Malolactic fermentation — a secondary fermentation in which the tartness of malic acid in wine is changed into a smooth, lactic sensation. Wines described as “buttery” or “creamy” have gone through “malo.” See winemaking 101.
mature — ready to drink
mouth-feel — how a wine feels on the palate; it can be rough, smooth, velvety, or furry. See wine tasting 101.
must — unfermented grape juice including seeds, skins, and stems
negociant — French word describing a wholesale merchant, blender, or shipper of wine
NWS — the National Wine School. See sommelier courses in America
noble rot — see “botrytis.”
nose — a tasting term describing the aromas and bouquets of a wine. See wine tasting 101.
oak/oaky — tasting term denoting smells and flavors of vanilla, baking spices, coconut, mocha, or dill caused by barrel-aging
oenology — the science of wine and winemaking (see “enology”)
open — tasting term signifying a wine that is ready to drink. See wine tasting 101.
oxidation — wine exposed to air that has undergone a chemical change
phenolic compounds — natural compounds present in grape skins and seeds (see “tannin”)
phylloxera — a microscopic insect that kills grape vines by attacking their roots
plonk — British slang for inexpensive wine; also used to describe very low-quality wines
ratings— wine reviews based on a hundred-point scale. See wine ratings 101.
rosé— pink wines made from red grapes. See all about rosé wine.
rough — the tactile “coarse” sensation one experiences with very astringent wines
sec — the French word for “dry.”
sommelier — A wine butler; also used to denote a certified wine professional. See how to become a sommelier.

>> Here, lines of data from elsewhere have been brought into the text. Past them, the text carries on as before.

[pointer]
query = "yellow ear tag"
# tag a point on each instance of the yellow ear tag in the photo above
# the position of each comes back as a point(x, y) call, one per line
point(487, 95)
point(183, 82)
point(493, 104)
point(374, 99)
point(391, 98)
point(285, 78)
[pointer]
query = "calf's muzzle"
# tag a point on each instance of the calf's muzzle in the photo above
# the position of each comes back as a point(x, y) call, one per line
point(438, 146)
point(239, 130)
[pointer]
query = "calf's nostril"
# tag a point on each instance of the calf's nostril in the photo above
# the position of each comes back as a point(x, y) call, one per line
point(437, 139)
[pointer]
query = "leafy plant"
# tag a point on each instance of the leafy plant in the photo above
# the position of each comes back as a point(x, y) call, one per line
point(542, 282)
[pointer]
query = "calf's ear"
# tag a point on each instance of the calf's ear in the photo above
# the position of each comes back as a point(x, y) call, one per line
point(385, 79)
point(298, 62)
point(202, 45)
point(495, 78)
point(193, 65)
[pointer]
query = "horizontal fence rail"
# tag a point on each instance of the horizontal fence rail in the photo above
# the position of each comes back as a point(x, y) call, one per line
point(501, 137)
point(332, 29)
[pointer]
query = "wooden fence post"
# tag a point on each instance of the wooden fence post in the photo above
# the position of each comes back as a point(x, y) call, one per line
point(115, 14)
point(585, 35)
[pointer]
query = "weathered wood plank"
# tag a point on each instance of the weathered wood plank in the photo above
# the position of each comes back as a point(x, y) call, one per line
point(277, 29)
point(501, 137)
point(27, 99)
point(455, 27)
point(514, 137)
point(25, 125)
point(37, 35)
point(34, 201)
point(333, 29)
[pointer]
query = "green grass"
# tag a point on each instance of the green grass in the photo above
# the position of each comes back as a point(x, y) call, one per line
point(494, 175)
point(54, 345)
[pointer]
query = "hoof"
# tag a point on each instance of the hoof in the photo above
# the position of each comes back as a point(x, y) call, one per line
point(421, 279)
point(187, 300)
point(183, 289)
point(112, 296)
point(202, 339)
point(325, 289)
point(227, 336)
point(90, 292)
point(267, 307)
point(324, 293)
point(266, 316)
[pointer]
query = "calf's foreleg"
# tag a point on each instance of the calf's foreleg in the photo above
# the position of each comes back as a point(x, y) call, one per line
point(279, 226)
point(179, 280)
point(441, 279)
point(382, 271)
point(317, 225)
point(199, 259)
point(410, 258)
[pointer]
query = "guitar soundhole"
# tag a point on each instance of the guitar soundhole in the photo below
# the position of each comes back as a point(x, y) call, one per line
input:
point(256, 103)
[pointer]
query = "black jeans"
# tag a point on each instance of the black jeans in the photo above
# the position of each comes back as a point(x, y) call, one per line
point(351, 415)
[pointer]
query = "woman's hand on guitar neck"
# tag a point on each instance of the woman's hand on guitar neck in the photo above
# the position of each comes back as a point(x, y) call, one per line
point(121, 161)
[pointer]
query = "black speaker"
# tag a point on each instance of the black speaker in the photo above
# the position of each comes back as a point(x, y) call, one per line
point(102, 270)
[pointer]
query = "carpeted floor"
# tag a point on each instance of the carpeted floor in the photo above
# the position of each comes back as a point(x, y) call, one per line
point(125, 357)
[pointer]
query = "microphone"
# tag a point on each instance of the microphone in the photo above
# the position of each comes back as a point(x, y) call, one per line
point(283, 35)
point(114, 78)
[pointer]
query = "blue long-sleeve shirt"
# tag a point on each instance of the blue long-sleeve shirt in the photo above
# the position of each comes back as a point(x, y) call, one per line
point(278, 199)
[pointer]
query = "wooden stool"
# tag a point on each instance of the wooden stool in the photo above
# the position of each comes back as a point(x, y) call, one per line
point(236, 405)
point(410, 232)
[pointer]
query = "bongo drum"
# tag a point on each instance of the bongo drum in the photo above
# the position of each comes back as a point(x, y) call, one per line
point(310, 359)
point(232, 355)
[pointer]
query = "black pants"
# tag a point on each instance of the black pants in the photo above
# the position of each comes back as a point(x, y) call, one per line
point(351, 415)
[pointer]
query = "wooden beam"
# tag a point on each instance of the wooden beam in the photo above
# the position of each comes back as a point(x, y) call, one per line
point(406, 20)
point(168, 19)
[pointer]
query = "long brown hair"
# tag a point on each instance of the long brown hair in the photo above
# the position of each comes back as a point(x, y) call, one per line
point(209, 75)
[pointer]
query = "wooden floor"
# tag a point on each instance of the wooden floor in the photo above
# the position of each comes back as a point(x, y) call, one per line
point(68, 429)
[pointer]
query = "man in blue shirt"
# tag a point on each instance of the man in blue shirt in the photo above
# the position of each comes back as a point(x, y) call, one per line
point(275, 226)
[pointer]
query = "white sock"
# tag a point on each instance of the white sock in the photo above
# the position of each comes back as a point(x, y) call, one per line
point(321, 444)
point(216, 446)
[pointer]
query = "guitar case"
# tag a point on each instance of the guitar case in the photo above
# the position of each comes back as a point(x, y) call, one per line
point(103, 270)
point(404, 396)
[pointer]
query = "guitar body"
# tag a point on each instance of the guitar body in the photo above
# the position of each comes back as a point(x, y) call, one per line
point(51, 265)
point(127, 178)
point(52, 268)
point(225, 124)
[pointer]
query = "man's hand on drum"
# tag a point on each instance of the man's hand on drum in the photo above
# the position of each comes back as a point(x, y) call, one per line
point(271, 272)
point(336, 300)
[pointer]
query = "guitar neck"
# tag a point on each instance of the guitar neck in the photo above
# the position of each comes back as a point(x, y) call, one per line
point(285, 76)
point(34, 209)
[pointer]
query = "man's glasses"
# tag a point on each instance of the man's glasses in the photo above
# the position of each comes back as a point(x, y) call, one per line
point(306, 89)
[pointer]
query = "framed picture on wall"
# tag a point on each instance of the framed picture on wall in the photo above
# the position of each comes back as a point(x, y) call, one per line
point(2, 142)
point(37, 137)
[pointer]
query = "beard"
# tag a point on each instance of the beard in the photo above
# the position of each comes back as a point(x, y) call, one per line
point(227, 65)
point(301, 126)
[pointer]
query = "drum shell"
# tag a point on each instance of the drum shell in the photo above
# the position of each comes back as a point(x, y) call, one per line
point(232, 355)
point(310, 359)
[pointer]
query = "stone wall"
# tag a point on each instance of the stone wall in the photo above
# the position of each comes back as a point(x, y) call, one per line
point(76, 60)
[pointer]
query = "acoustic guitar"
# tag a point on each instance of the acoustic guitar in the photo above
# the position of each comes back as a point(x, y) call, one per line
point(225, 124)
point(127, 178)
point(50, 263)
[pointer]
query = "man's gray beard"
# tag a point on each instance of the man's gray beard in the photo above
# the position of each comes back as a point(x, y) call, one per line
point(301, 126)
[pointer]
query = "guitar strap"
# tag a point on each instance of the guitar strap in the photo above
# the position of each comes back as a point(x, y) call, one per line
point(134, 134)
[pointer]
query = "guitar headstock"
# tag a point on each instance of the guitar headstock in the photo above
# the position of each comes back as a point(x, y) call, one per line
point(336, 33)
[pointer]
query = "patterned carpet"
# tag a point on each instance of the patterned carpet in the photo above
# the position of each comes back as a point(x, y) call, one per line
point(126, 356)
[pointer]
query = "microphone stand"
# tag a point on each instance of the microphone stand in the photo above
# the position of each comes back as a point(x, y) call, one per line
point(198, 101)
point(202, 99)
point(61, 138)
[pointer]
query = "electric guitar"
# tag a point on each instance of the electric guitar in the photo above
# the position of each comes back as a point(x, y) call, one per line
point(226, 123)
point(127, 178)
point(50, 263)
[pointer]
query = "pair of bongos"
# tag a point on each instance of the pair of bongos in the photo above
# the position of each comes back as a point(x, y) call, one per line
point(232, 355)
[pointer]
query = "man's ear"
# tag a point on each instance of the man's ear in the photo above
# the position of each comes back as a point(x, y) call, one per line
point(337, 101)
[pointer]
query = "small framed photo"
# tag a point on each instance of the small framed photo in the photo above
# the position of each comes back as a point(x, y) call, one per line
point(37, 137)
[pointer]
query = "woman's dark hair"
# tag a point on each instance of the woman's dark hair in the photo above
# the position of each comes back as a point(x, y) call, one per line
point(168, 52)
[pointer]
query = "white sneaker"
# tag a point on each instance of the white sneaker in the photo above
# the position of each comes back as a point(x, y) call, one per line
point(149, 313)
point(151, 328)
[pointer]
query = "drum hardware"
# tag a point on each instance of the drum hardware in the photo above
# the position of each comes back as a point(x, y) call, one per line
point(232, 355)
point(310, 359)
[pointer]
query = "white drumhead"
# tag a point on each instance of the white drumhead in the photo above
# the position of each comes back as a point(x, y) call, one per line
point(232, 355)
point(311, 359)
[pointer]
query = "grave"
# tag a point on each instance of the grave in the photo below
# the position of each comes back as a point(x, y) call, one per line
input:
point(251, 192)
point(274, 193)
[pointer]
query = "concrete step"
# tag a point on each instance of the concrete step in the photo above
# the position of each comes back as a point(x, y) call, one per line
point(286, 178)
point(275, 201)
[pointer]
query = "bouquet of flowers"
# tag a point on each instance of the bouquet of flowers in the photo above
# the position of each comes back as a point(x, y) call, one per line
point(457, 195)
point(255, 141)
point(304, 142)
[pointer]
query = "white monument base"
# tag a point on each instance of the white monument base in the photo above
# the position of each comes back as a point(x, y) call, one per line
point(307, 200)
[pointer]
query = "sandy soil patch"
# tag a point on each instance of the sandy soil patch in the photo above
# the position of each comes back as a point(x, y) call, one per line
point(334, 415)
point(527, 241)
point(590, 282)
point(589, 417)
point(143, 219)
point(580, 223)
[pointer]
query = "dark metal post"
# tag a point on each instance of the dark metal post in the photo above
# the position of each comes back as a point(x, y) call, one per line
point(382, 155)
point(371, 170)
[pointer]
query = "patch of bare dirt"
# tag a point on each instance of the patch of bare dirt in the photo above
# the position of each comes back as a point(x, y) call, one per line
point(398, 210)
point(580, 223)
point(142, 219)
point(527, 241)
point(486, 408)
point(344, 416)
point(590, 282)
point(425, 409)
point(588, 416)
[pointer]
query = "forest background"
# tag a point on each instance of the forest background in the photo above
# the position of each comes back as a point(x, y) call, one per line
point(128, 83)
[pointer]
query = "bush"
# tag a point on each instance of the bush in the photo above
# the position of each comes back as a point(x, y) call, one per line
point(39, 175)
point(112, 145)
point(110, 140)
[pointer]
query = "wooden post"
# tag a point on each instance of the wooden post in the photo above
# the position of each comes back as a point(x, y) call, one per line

spicy — a tasting term used for odors and flavors reminiscent of black pepper, bay leaf, curry powder, baking spices, oregano, rosemary, thyme, saffron, or paprika found in certain wines
supertaster — an individual with the genetic ability to taste a wider array tannins and other bitter compounds. See what is a supertaster?
sweet — wines with perceptible sugar contents on the nose and in the mouth
tannins — the phenolic compounds in wines that leave a bitter, dry, and puckery feeling in the mouth. See understanding tannin.
tartaric acid — the principal acid in grapes, tartaric acid promotes flavor and aging in wine
Legs/Tears — A wine with legs or tears leaves tear-shaped traces down the sides of the glass, which express its glycerol content. This unctuosity is an indicator of grape ripeness, smoothness or fat, and consequently a high alcohol content.
terroir — French for geographical characteristics unique to a given vineyard. See understanding terroir.
texture — a tasting term describing how the wine feels on the palate
typicity — a tasting term that describes how well a wine expresses the characteristics inherent to the variety of grape
Ullage — the space left in bottles and barrels as wine evaporates. See: know your wine bottle.
Vegetal — tasting term describing characteristics of fresh or cooked vegetables detected on the nose and in the flavors of the wine. Bell peppers, grass, and asparagus are common “vegetal” descriptors.
Vinification — the process of making wine. See winemaking 101.
Vinology — the scientific study of wines and winemaking. Also, the website for the Wine School.
Vitis Vinifera — the species of wine that comprises over 99% of the world’s wine
Vintage — the year a wine is bottled—the yield of wine from a vineyard during a single season.
Weight — similar to “body,” the sensation when a wine feels thick or rich on the palate
Wine — fermented juice from grapes. See what is wine?
Wine glass — a drinking vessel specially designed to tasting wine. See wine glass recommendations.
Wine-tasting — the act of perceiving flavors in wine by using the three esses: see, swirl, sniff, sip, and savor. See wine tasting 101
WSET— The Wine & Spirit Education Trust. See sommelier courses in America
Yeast — a microorganism endemic to vineyards and produced commercially that converts grape sugars into alcohol
Yield — the productivity of a vineyard
Young — an immature wine that is usually bottled and sold within a year of its vintage. Wines meant to be drunk “young” are noted for their fresh and crisp flavors.